Why ‘the roof of the world’ collapses

The roof of the world in Tibet is collapsing, and now we know why. A team of Earth Scientists, led by VU Professor Wouter Schellart, has demonstrated that the solution lies some 4000 kilometres eastward, at the boundary between the Pacific Ocean and the continental margin of East Asia.

10/02/2019 | 11:35 AM

The highest mountains on Earth are located in Tibet and around its edges, including the Himalaya, Karakoram and Kunlun Shan. The Tibetan Plateau is most peculiar, as its average elevation lies an astonishing 5 kilometres above sea level, higher than the highest peaks in the Alps and the Rockies. Apart from its exceptional elevation, Tibet is also very large, with a surface area exceeding two million square kilometres, about the same size as Greenland.

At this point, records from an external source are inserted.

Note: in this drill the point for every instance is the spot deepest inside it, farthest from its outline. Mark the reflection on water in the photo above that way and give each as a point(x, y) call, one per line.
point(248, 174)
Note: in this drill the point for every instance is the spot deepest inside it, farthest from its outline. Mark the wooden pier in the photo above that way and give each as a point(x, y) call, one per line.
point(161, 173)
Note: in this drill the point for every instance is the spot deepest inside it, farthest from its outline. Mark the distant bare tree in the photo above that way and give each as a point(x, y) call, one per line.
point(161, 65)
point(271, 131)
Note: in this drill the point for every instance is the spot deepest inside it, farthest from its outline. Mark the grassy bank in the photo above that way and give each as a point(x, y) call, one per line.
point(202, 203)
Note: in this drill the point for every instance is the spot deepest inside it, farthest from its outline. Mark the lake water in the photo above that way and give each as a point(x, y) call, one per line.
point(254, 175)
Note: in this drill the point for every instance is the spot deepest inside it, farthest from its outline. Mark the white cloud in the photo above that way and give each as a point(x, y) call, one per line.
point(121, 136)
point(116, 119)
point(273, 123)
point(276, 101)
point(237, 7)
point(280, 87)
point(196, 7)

Too high to sustain itself?
Geologists have known for long that Tibet and its surrounding ranges resulted from the continental collision between India and Asia, which started some 50 to 60 million years ago and is still active today. The collision has folded, fractured and thickened the Asian crust, thereby uplifting the Tibetan Plateau to its current height.

There are multiple lines of evidence, however, that, as Tibet and the Himalaya are being squeezed and shortened in a north-south direction, the plateau is extending and collapsing eastward. In earlier research to explain such collapse, it was argued that the plateau was simply too high to sustain itself, thereby triggering the collapse. But such an argument does not explain why the plateau is only collapsing eastward and not westward.

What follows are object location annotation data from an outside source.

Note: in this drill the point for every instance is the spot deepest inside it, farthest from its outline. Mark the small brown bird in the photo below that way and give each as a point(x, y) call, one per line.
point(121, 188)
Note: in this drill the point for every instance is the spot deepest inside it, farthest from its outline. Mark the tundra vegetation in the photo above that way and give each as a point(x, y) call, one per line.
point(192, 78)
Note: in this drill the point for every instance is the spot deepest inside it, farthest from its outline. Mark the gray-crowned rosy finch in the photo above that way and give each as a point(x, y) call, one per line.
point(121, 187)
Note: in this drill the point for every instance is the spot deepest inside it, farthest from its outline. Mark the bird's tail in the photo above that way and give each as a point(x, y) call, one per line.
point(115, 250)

East Asia is moving millimetres to centimetres per year
New research by a team of Dutch, Chinese, French and Portuguese scientists, published 2 October in Nature Communications, shows that the mechanism driving this collapse is located at the eastern and south-eastern boundaries of the Eurasian tectonic plate. These plate boundaries are marked by enormous subduction zones, places where an oceanic plate dives (subducts) below another tectonic plate into the Earth’s interior. Using geodynamic laboratory experiments, the scientists have demonstrated that the subducting Pacific and Australian plates pull the Eurasian plate towards themselves by dragging at its borders and its base.

“The result is that East Asia is slowly moving eastward and southward, at millimetres to centimetres per year, and is being torn, stretched and fragmented along the way”, says Wouter Schellart, the team’s leading scientist. The westernmost expressions of this tearing are found in Tibet, where numerous north-south striking valleys are flanked by major extensional faults, and in Siberia, where the deepest lake on Earth, Lake Baikal, formed as a major tear in the Eurasian plate.

The collapse of Tibet and the break-up of Asia started many millions of years ago, and the end of these processes is not nearly in sight. Eventually, the Tibetan Plateau will disappear altogether, thanks in part also due to erosion. If humanity will be around to bear witness of this is still up in the air, as it is likely to take many tens of millions of years to come.
Topography of a geodynamic experiment showing the India-Asia collision, as well as the formation of the Tibet-Himalaya mountain ranges north (right) of India (in yellow-brown), and the break-up, tearing and stretching of East Asia and Tibet as a consequence of subduction along the eastern and southeastern borders of Asia.